New data export and browsable API
All data, results, and interactive plots shown on the web server are exportable to common data formats. To support the trend towards the development of reproducible and automated data analysis pipelines (12), miEAA hosts a public, browsable API offering the same functionality as the web site, allowing one to access the miRNA converters and statistical algorithms remotely. This functionality is further augmented by a full-featured Python package with API library code and a command-line interface (CLI).
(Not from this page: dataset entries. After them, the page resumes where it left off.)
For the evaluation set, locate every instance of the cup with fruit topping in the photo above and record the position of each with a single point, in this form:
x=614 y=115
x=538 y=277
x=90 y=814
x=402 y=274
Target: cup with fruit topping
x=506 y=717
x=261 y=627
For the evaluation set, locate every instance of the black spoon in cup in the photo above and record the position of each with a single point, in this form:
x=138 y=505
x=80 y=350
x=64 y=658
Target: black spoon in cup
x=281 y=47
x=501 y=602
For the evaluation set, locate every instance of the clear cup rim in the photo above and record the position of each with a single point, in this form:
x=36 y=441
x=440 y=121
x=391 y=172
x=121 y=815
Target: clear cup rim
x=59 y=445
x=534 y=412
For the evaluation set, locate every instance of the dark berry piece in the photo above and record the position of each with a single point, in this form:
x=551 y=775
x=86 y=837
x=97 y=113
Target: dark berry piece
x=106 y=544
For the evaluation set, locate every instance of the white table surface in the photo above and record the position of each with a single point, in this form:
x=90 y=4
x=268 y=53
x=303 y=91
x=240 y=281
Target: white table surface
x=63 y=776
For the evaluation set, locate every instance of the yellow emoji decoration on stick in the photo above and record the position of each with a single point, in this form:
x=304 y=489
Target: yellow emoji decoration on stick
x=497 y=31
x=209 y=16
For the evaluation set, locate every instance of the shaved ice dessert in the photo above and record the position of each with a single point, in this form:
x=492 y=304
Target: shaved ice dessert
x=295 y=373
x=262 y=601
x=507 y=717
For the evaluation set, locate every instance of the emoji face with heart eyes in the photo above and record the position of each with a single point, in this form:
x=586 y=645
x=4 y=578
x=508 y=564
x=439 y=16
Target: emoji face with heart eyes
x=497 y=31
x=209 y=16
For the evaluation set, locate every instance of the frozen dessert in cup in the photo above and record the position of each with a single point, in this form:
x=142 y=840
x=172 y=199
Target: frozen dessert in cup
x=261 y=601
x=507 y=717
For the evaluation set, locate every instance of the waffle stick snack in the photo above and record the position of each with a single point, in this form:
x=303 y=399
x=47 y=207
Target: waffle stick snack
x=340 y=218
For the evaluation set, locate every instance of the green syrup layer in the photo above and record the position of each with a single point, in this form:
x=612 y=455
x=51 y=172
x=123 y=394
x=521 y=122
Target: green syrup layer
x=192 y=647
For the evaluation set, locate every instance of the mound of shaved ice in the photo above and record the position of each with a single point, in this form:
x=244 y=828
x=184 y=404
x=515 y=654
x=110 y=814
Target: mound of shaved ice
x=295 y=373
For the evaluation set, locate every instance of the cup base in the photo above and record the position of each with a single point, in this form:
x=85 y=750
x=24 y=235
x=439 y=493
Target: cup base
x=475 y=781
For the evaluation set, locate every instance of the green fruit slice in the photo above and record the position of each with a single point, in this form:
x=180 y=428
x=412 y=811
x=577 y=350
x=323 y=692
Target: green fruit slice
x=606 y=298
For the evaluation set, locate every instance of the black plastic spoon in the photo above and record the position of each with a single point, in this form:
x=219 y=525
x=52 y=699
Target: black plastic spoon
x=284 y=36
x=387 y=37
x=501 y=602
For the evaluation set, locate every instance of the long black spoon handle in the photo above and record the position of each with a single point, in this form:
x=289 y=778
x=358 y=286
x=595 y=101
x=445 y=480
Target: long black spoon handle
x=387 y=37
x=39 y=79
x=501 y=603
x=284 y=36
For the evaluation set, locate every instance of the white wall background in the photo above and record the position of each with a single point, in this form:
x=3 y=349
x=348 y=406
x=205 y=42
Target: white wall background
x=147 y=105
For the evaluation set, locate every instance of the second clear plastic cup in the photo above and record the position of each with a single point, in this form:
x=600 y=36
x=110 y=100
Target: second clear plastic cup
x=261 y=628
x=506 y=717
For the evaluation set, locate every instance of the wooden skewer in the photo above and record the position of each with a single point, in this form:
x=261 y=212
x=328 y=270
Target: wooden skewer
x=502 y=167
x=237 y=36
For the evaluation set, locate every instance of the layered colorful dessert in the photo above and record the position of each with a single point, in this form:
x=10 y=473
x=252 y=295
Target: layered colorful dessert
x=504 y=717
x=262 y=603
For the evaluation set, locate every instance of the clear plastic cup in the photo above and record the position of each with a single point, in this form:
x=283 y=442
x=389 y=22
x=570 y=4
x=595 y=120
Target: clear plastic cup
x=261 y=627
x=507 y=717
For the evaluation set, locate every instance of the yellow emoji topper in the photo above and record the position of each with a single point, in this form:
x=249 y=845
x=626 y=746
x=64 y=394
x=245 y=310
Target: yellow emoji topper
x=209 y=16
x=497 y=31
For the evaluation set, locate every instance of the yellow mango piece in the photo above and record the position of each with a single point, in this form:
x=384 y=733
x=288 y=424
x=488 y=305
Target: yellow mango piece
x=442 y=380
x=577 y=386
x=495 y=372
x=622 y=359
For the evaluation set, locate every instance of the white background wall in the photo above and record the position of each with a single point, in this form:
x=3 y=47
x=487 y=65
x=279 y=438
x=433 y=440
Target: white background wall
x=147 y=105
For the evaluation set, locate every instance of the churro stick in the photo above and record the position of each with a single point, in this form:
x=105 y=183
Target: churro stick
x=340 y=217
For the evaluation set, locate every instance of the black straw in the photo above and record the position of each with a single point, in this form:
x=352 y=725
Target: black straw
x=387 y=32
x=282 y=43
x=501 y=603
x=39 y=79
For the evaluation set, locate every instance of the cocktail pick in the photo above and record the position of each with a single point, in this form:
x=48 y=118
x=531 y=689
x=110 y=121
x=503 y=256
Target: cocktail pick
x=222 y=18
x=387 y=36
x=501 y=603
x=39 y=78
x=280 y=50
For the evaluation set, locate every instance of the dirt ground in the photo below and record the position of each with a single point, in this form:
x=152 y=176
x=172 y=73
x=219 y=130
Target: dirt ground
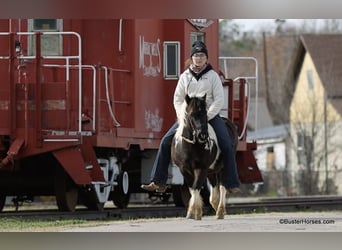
x=259 y=222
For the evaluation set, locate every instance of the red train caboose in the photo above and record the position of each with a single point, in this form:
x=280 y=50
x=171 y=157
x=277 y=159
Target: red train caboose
x=84 y=104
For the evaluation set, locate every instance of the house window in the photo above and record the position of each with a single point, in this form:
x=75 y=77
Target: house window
x=196 y=36
x=309 y=75
x=51 y=44
x=171 y=60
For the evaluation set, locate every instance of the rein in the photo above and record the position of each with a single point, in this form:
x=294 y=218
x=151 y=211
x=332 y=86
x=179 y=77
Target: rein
x=193 y=141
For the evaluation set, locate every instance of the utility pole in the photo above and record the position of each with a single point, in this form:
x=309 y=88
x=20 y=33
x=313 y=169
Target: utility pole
x=326 y=145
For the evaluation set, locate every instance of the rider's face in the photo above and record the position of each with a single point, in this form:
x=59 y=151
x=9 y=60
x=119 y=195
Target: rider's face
x=199 y=59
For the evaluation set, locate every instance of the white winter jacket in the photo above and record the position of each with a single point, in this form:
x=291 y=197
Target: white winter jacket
x=209 y=83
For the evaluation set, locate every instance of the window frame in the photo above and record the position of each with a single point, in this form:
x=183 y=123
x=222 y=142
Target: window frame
x=166 y=74
x=50 y=52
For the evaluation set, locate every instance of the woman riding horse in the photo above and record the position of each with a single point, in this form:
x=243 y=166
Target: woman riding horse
x=197 y=80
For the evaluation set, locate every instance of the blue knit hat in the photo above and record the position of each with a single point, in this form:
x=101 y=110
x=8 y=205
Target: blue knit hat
x=199 y=46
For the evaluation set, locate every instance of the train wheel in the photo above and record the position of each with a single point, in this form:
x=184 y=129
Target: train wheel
x=66 y=191
x=181 y=195
x=2 y=202
x=121 y=194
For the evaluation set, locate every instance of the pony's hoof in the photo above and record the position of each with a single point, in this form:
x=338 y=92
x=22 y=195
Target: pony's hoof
x=220 y=216
x=190 y=216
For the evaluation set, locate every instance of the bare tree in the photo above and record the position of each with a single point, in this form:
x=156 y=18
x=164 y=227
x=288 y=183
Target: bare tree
x=315 y=142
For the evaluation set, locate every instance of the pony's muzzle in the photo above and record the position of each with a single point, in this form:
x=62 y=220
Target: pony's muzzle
x=202 y=137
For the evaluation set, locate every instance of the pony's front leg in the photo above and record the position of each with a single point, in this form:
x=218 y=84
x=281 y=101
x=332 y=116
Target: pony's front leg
x=221 y=210
x=214 y=197
x=195 y=210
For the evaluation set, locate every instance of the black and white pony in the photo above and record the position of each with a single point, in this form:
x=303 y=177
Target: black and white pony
x=195 y=151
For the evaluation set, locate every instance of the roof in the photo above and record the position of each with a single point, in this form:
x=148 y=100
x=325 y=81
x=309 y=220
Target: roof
x=326 y=53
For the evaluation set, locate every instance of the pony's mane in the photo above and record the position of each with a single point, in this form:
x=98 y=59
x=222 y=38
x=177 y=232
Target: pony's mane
x=181 y=120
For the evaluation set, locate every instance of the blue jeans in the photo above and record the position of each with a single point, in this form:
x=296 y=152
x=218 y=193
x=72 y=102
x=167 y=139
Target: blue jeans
x=161 y=164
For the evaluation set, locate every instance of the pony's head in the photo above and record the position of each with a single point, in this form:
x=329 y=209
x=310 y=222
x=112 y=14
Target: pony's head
x=196 y=111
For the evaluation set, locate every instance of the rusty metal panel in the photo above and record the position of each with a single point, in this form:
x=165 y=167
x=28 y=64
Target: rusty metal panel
x=73 y=163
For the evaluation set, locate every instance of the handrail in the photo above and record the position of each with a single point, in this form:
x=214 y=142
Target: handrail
x=254 y=77
x=112 y=115
x=66 y=58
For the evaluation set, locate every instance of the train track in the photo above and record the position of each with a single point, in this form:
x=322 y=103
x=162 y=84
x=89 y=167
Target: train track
x=162 y=211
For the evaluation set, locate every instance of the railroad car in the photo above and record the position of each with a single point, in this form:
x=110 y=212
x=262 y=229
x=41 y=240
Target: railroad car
x=84 y=104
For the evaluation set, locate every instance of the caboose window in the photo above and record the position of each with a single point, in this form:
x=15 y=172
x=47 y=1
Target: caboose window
x=45 y=24
x=51 y=45
x=171 y=60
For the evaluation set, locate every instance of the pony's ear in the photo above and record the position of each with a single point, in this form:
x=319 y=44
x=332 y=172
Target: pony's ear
x=187 y=99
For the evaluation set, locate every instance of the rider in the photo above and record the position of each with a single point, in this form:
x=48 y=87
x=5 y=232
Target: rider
x=198 y=79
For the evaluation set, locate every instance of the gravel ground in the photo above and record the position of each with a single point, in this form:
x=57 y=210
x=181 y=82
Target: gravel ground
x=259 y=222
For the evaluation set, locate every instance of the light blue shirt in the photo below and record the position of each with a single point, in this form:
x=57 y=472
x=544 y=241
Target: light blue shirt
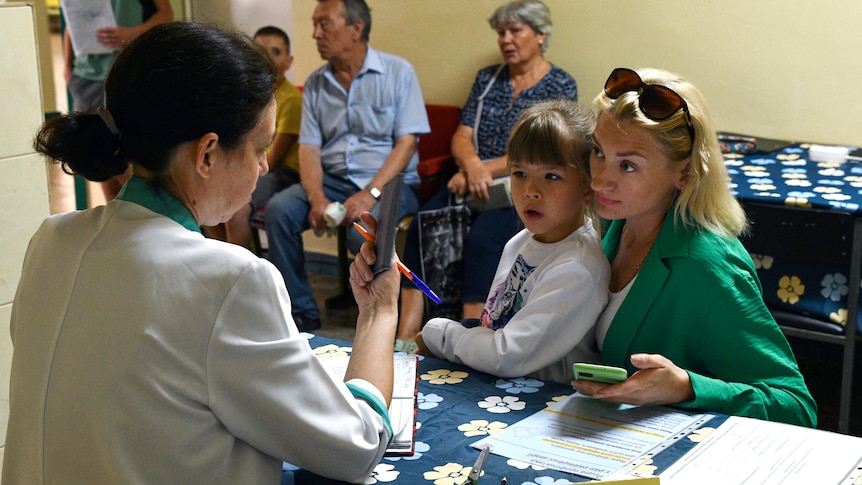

For example, a regular workflow as performed on the website can be accomplished with three sequential calls to the web API or one call to the CLI. We provide code examples in the common data science programming languages Python and R to demonstrate this use-case. We also implemented the interface to solve two recurring problems in biological data analysis. First, reproducibility of statistical experiments can be improved, because usage of the versioned API in the context of a workflow manager such as Snakemake (26) or Nextflow fosters self-documenting research setups (43). Second, oftentimes the analysis of miRNA high-throughput data involves the comparison of multiple biogroups, timepoints or other annotation variables. By using our API and the package, multiple runs of miEAA can be performed at ease while minimising the time spent for set up and results aggregation.
DISCUSSION
Statistical tools for biological enrichment analysis are a key to understanding data from high-throughput omics assays. However, the performance primarily depends on the quality of the underlying annotations and the statistical soundness. We show that new developments in the miRNA research field yielded an unprecedented set of biological categories, covering most aspects of miRNA properties and function, with cross-species analysis becoming increasingly important. On the other side, as with every statistical framework applied on biological data, assumptions are not always met and findings should be assessed critically in the light of further validation experiments. The novel release of miEAA attempts to cover these aspects by enhancing the set of available categories both quantitatively and qualitatively as well as through offering more (stringent) approaches for P-value correction. Also, a major limitation of some datasets concerns the availability of mature miRNA identifiers, as only precursor names were available for some of the sources. However, especially in the context of diseases, mature miRNA resolution is preferable to match the biological selectivity for one major miRNA arm being expressed. Datasets incorporated in miEAA were compiled either automatically or manually. The competitor tool TAM uses a fewer number of high-quality annotations. In particular, an advantage of TAM arises from the manual curation of datasets (14). The case study on Parkinson’s disease highlighted the results of miEAA 2.0 and TAM 2.0 to be similar whereas individual advantages in usability, functionality, or scope in the one or the other tool remain.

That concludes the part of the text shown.